The Naive Bayes Classifier has a 94.2% accuracy with this test set. Note that 'accuracy' might not be a good assessment, since the dataset is imbalanced when it comes to the labels (86.6% legitimate vs 13.4% spam)

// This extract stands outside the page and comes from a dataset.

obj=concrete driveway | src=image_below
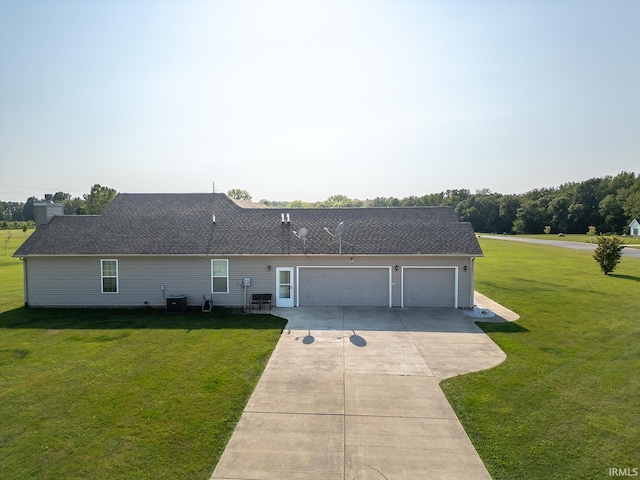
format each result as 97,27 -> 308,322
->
211,307 -> 506,480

It could be that our classifier is over-fitting the legitimate class, while ignoring the spam class. To solve this uncertainty, we will look at a confusion matrix.

In [19]:
from sklearn.metrics import confusion_matrix
print(confusion_matrix(y_test, predicted))  

[[482   0]
 [ 29  47]]


We can see the amount of errors is relatively balanced between legitimate and spam, with 0 legitimate messages classified as spam and 29 spam messages classified as legitimate. Overall, these are good results for our simple classifier.